For every year that our family has had a dog, we have taken a holiday photo with our dog (or dogs). I know we’re not alone in including our dogs in our holiday celebrations.
However, it isn’t every year that we succeed in getting a great holiday photo with our dogs. Sometimes our dogs in the “mood” to cooperate. Other times we need to use the flash and then they look like demon dogs.
Also, our dog Sadie has black fur. Because of her dark color, she just disappears into the background. Given all this there has got to be a way to take great holiday photos with your dog.
And there is.
Portions of this article first appeared on Parade.com.
Including pets in the holidays
According to a survey from BarkBox, nearly nine in 10—or 90%—of pet owners include their pup in holiday celebrations in some way. The most popular ways dog people include their pup in their holiday traditions?
- 58 percent give them a special meal
- 57 percent get them a dog Christmas stocking
- 56 percent take holiday dog photos with their family
- 30 percent sign their pup’s name—or put a paw print—into their holiday cards
This year we can all take a slightly different approach to holiday dog photos. That’s because I’ve gathered advice on how best to include your dog in that holiday family photo and ensure the dog looks great.
Taking Great Dog Holiday Photos
I spoke with Karolina Bazua, creative director of Barkem and Tailies in Boca Raton, Florida. Barkem and Tailies is a product and lifestyle creative agency that specializes in pet product photography.
Bazua is a dog mom herself, with three dogs. They are Astro and Aspen, red border collies, and Lola, a cockapoo. Her dogs double as models when shooting products for her clients.
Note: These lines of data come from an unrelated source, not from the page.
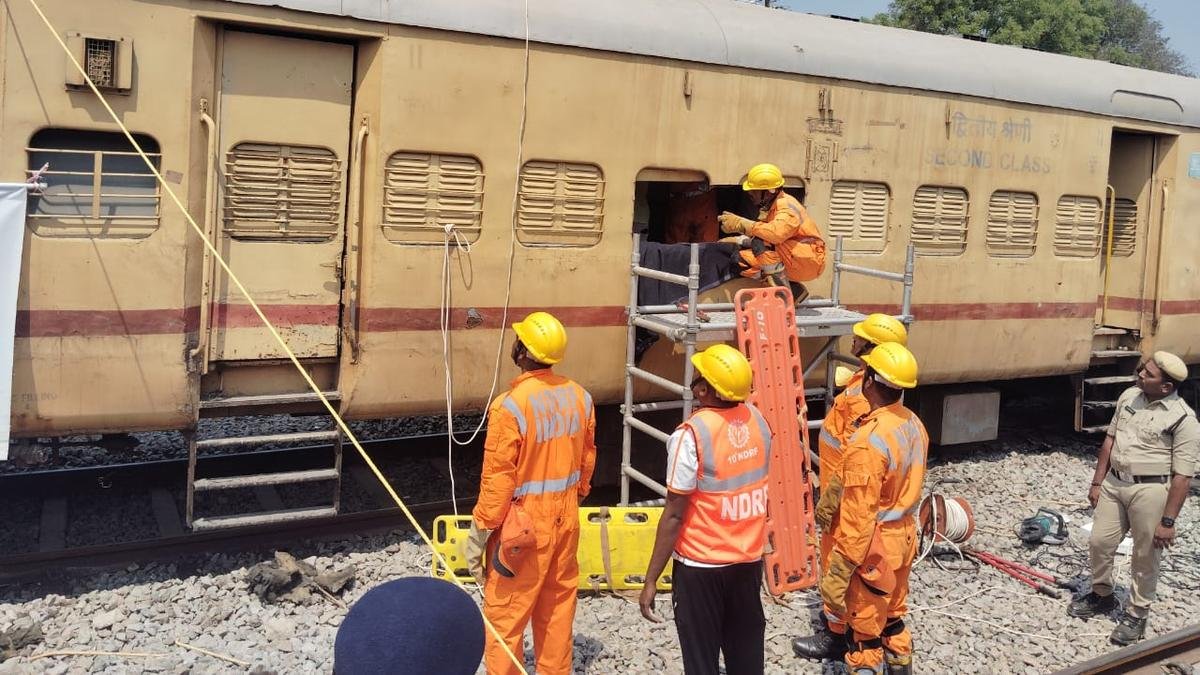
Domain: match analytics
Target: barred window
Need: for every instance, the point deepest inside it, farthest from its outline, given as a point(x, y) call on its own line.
point(425, 192)
point(561, 204)
point(858, 211)
point(292, 192)
point(1078, 230)
point(940, 220)
point(1125, 227)
point(97, 186)
point(1012, 223)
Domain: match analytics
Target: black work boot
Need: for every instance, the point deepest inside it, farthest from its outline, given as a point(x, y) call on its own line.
point(1092, 604)
point(799, 292)
point(822, 644)
point(1129, 629)
point(899, 664)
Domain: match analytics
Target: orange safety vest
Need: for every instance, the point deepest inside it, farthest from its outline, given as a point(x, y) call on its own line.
point(787, 226)
point(727, 519)
point(885, 472)
point(540, 448)
point(838, 425)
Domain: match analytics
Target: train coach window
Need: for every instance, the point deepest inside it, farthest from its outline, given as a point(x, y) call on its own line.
point(1012, 223)
point(425, 192)
point(858, 211)
point(1125, 226)
point(97, 186)
point(1077, 227)
point(940, 220)
point(282, 192)
point(559, 204)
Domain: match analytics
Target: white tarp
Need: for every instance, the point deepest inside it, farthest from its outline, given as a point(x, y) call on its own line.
point(12, 238)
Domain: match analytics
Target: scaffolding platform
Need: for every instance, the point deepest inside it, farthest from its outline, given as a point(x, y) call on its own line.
point(823, 318)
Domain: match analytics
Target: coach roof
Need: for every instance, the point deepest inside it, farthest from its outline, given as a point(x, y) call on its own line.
point(739, 35)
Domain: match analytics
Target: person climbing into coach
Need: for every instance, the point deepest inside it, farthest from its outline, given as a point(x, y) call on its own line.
point(1141, 479)
point(714, 524)
point(846, 411)
point(538, 461)
point(784, 245)
point(865, 580)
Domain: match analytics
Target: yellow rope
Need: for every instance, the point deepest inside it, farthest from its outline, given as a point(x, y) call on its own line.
point(287, 350)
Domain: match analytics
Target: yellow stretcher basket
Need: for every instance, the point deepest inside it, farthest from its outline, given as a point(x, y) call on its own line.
point(615, 547)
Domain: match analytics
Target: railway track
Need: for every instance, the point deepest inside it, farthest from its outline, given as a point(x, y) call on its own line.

Clearly, her dogs are trained and well behaved.
Bazua also takes dog holiday photos.
“I do photograph my three pups during the holidays in their little Christmas outfits because they’re just so stinkin’ adorable,” she says. “It definitely helps that we trained them at a young age to listen to basic commands. As long as there’s a treat involved, they’re committed.”
Here are some of Karolina’s tips to get the holiday photo with your dog that you want.
Best Time of Day to Take Dog Holiday Photos
Early in the day is sometimes the best since the dogs will have the most energy around that time. At the same time, shooting before they’ve been fed tends to entice them to cooperate for a few extra treats.
If you’re going to do your photo shoot outdoors, consider the time of day and weather. The best time to photograph outside is when the lighting is the softest and not directly overhead—that “bad” time is around noon.
The good times would be early in the morning (two to three hours after sunrise) or later in the afternoon (two to three hours before sunset). Also, a cloudy day can really work to your advantage. You won’t have to deal with squinting or harsh shadows and the clouds diffuse the light.
Here’s another benefit to photographing your dogs outdoors:
“If you’re in a well lit area, there’s no need to use flash,” she says. However, if you do find yourself needing the flash, just don’t have the dog look directly at the camera.
Or if you end up with demon dog eyes, you can always fix that with a photo-editing app. Even the editing settings on an iPhone can take care of red eye.
Did you recently adopt your pet? Consider using one of these photos on your pet adoption announcement. Check out your options on Evite.com.
Must Have Props to Photograph Dogs
Always have treats on hand to reward good behavior. Another must have? Squeaking toys.
Squeaky toys are the key to getting your dog’s attention or that cute little cock of the head you want to showcase in your photo.
No toys on hand? Bazua recommends the app called WagCam.
“It pulls up your phone’s camera and plays various sounds that grab your pet’s attention,” Karolina says. “Nine times out of ten, you’ll get that cute little head tilt-eyes lit up-ears perked kind of shot.”
Believe it or not, you can use your Smartphone to get a professional-looking holiday photo with your pet.
“If you have a newer iPhone, I highly recommend using and experimenting with Portrait Mode. It’s a game changer,” she says. “It gives you that nice blurred background that makes your photograph look like you took it with a professional camera.”
Best Backgrounds for Holiday Photos
Putting your pets by a Christmas tree or with holiday décor in the background is always nice.
“If you can get a bit of distance from the décor, you may even get a nice little blurred background, which gives your photo a nice creative and professional touch,” she adds.
“Getting hung up and frustrated is counterproductive and shooting your furry friend should be fun,” she adds. “If they don’t feel like it in that moment, come back to it.”
But when you do get the shot: “Reward your pet.” You want to help them associate taking pictures with treats, affection or something else positive.
With these tips in mind anyone can create their own dog breed holidays cards featuring their own holiday dog photos.